Sunday, February 11, 2007

creating is hard

So, I was talking to a friend on the phone this weekend, and we were discussing creativity and art. I quoted (or paraphrased) from Dorothy L. Sayers' The Mind of the Maker, saying, "The first thing -- the very first thing -- we learn about God from the first verses of the Bible is that He's a creator. And, if we are made in His image, that means we're creators too."

On a bigger, broader scale, this means that I'm going to begin more ruthlessly honing my own gifts as a writer to submit articles, fiction, and poetry for publication; but today, I was content simply having gone to church, and came home determined to recreate my apartment, which in the wake of a month of dragging sluggishness has fallen to crap.

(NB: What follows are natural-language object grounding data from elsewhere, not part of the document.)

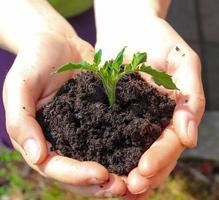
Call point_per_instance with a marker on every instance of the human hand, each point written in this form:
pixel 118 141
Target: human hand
pixel 167 52
pixel 29 85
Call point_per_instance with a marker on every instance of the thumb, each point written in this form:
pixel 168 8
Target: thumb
pixel 21 125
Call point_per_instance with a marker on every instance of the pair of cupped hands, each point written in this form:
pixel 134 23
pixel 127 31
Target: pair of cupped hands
pixel 31 84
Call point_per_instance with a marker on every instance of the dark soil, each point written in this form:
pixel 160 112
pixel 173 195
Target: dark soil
pixel 81 125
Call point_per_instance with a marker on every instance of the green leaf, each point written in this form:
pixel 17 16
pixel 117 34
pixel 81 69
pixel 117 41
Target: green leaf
pixel 139 58
pixel 81 65
pixel 118 60
pixel 97 57
pixel 159 77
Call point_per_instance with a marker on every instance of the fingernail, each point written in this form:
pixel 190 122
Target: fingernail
pixel 192 132
pixel 96 181
pixel 141 191
pixel 32 150
pixel 109 194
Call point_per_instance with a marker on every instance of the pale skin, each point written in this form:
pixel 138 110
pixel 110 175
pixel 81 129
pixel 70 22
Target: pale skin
pixel 51 42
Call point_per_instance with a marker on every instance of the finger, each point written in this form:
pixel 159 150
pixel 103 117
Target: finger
pixel 162 152
pixel 143 196
pixel 190 105
pixel 20 118
pixel 157 180
pixel 67 170
pixel 74 172
pixel 113 187
pixel 138 184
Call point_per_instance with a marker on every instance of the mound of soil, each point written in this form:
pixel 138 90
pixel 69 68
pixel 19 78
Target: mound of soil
pixel 81 125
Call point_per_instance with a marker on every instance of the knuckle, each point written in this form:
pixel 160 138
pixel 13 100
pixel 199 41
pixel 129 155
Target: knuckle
pixel 12 126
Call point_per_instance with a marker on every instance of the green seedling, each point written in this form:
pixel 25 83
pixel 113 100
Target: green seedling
pixel 111 71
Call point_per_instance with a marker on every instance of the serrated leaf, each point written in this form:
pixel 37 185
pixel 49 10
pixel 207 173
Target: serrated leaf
pixel 139 58
pixel 97 57
pixel 118 60
pixel 71 66
pixel 159 77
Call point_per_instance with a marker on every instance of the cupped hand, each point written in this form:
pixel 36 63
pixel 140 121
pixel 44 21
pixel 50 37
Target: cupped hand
pixel 168 52
pixel 29 85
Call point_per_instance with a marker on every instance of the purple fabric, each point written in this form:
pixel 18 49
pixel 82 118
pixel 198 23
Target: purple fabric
pixel 84 25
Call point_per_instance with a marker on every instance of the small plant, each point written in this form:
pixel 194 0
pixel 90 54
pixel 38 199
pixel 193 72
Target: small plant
pixel 111 71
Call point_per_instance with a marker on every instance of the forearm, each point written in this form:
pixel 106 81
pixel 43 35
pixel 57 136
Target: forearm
pixel 118 15
pixel 19 19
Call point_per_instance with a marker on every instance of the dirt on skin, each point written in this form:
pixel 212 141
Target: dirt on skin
pixel 80 124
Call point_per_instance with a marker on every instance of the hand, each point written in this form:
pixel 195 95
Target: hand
pixel 168 52
pixel 29 85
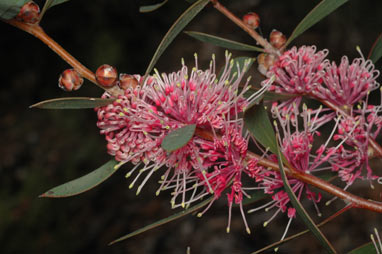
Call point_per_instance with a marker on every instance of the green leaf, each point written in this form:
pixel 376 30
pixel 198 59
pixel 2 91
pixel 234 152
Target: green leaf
pixel 257 122
pixel 221 42
pixel 300 209
pixel 376 50
pixel 83 183
pixel 271 96
pixel 238 60
pixel 178 138
pixel 323 9
pixel 72 103
pixel 10 8
pixel 153 7
pixel 367 248
pixel 289 238
pixel 164 221
pixel 175 29
pixel 50 3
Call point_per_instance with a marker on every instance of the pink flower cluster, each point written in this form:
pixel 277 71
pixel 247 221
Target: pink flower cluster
pixel 137 121
pixel 215 160
pixel 305 71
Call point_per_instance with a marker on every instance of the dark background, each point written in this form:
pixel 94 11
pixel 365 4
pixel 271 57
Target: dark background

But since I actually hate cleaning, I narrowed my eyes at a few large white spaces on the wall that I'm slowly covering with small, cheaply framed photographs and old postcards (and I mean old. Some of them have hit a hundred) and decided to hang a few more.

The problem with cheap picture frames is that most of them, inexplicably, aren't made to hang from walls anymore, but to clutter up flat surfaces; so you have to drill or pick or poke or scrape nail and screw holes (screws for some because I kept running into studs) into the wood or cardboard, and hope you can get the balance right. (My dad spends hours hanging pictures, measuring and drawing lots of x's on the walls in pencil; I have a sort of whimsical approach born of sloth and impatience, and bang the nails in helter-skelter, and pull them out if they don't work the first time. I like trial and error.) I'm also creatively incorporating one corner into the overall effect, and fitting nails in such a way as to allow pictures to hang across the corner, facing out at an angle.

The look is neat, if I do say so myself, but the problem with such precarious hanging situations in the no-wall-holes/balanced-on-nails-in-the-corner frames is that every time you start to pound another nail in, about five pictures come crashing off the walls.

I managed it all right, with a lot of grumping and stubbornness, but it made me think that making a workable, attractive something out of a conglomeration of somethings is hard enough, let alone a unified, diverse, interdependent, beautiful, perfect something out of nothing. Talk about awesome.

And I'll bet Mars didn't keep hitting God in the forehead while He was working on the exact angle for Earth.